Uma nova sondagem revela que os americanos depositam significativamente mais confiança nos cientistas federais do que nos líderes políticos que supervisionam as agências de saúde, incluindo as nomeadas durante a administração Trump. O estudo, conduzido pelo Annenberg Public Policy Center da Universidade da Pensilvânia, destaca uma crescente desconexão entre a percepção pública da experiência científica e a autoridade política na saúde pública.

Desconfiança do público na liderança da agência

A pesquisa realizada com 1.650 adultos norte-americanos descobriu que 67% expressaram confiança nos cientistas que trabalham em agências como os Centros de Controle e Prevenção de Doenças (CDC), enquanto apenas 43% sentiam o mesmo em relação aos líderes nomeados pelas agências. Esta disparidade é particularmente acentuada quando se compara a confiança em organizações médicas independentes como a Academia Americana de Pediatria (AAP) versus o CDC: os entrevistados preferiram o conselho da AAP sobre vacinações infantis (42%) em detrimento dos do CDC (11%) numa proporção de aproximadamente 4 para 1.

Esta diferença de confiança não é acidental. Durante a administração anterior, o CDC reverteu recomendações de longa data sobre a vacinação contra a hepatite B, defendendo o adiamento da imunização – uma decisão que parece ter minado a confiança do público na liderança da agência.

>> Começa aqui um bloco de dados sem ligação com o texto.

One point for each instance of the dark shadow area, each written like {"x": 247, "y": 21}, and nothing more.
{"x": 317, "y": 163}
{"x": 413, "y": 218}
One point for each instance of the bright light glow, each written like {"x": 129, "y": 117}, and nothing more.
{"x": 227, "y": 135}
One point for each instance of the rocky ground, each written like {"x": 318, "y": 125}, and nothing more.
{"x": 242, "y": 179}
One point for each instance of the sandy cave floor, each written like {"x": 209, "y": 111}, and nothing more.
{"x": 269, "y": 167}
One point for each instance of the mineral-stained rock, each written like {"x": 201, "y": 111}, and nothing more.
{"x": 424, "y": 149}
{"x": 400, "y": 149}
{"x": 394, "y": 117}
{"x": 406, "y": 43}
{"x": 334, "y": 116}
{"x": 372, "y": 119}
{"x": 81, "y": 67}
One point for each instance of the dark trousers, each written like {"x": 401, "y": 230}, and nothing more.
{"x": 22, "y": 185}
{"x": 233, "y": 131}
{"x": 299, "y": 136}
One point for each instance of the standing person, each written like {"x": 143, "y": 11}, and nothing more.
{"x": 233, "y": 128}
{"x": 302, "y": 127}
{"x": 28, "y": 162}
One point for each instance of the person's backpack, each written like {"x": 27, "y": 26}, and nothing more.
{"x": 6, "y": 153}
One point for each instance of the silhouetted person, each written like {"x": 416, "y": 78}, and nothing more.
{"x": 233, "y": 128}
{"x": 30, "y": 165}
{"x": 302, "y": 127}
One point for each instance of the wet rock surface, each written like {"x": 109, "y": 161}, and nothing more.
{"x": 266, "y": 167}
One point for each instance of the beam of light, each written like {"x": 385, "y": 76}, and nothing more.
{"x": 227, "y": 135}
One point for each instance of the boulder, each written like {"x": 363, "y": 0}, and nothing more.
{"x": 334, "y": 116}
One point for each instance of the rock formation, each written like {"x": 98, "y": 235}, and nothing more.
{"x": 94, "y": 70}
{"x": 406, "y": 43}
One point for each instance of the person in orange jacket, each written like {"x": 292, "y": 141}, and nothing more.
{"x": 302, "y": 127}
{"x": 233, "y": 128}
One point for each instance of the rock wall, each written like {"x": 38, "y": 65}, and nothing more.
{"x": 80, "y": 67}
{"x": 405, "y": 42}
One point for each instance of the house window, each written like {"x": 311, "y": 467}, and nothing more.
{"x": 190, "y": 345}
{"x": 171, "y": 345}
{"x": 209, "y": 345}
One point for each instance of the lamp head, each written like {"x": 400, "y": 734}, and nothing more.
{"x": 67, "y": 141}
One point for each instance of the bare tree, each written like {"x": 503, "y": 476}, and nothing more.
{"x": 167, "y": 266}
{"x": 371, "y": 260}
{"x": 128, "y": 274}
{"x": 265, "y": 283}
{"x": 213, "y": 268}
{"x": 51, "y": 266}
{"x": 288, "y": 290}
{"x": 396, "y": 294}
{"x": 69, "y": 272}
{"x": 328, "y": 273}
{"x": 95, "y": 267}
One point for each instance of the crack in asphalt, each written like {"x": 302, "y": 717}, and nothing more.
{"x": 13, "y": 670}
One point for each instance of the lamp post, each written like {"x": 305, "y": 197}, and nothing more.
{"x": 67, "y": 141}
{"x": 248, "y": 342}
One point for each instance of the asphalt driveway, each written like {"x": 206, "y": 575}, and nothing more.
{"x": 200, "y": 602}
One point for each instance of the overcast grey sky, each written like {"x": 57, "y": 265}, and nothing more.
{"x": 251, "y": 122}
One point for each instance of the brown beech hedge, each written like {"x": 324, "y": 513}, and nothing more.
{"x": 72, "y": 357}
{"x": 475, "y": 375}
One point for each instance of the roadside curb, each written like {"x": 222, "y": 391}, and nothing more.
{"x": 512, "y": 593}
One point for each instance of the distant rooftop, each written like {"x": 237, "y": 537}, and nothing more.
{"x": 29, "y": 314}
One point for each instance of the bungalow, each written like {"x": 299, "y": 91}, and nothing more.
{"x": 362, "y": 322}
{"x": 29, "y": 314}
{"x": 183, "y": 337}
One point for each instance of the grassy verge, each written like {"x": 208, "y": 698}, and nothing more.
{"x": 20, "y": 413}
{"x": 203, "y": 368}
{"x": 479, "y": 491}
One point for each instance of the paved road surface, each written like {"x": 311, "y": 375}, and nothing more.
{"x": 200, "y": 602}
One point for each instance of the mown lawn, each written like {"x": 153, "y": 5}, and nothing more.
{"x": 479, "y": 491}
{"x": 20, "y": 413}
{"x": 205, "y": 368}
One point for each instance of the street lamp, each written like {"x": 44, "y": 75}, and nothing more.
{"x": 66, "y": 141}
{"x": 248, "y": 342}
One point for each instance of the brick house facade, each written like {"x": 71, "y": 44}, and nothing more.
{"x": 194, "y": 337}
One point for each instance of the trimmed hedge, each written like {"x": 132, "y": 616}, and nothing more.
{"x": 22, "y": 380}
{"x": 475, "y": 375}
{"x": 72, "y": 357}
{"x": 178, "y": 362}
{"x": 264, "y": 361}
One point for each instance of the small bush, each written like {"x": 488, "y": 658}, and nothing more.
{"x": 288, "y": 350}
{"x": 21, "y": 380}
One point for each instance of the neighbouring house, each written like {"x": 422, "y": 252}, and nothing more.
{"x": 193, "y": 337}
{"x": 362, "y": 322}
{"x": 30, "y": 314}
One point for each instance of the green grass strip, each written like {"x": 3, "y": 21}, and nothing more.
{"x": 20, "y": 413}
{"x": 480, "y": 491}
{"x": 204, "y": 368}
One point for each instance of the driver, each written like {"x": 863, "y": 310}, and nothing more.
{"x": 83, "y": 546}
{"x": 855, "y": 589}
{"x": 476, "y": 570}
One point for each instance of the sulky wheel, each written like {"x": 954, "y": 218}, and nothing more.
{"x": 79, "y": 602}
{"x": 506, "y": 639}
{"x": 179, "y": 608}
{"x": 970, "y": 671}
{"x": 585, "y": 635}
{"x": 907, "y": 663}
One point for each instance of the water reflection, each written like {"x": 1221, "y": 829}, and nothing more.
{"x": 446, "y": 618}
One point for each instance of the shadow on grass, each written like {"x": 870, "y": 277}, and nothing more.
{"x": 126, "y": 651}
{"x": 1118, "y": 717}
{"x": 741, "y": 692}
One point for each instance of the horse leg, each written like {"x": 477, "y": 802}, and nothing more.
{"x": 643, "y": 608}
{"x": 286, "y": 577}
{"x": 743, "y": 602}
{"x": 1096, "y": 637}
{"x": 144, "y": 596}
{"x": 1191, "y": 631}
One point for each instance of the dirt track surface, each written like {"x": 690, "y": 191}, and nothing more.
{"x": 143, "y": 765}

Fauci e RFK Jr.: um claro contraste

A pesquisa também mostra uma clara preferência por figuras científicas em detrimento das figuras políticas. Mais entrevistados (54%) confiavam no ex-chefe do Instituto Nacional de Doenças Infecciosas, Anthony Fauci, do que no atual secretário de Saúde e Serviços Humanos, Robert F. Kennedy, Jr. Apenas 5% dos entrevistados expressaram confiança “muito confiante” na liderança das principais agências de saúde como a FDA, NIH ou CDC.

A razão subjacente é simples : o público observou uma clara lacuna entre as recomendações dos cientistas de carreira e as directivas da liderança das agências, mesmo que esses cientistas sejam impedidos de falar publicamente.

Erosão da confiança na ciência, mas não nos cientistas

Embora a confiança nos cientistas permaneça relativamente elevada, sondagens mais amplas indicam um declínio geral na fé na ciência desde a pandemia da COVID-19. Os dados do Pew Research Center mostram uma queda de 73% de sentimento positivo em 2019 para 61% em janeiro de 2024, com as quedas mais acentuadas entre os eleitores republicanos.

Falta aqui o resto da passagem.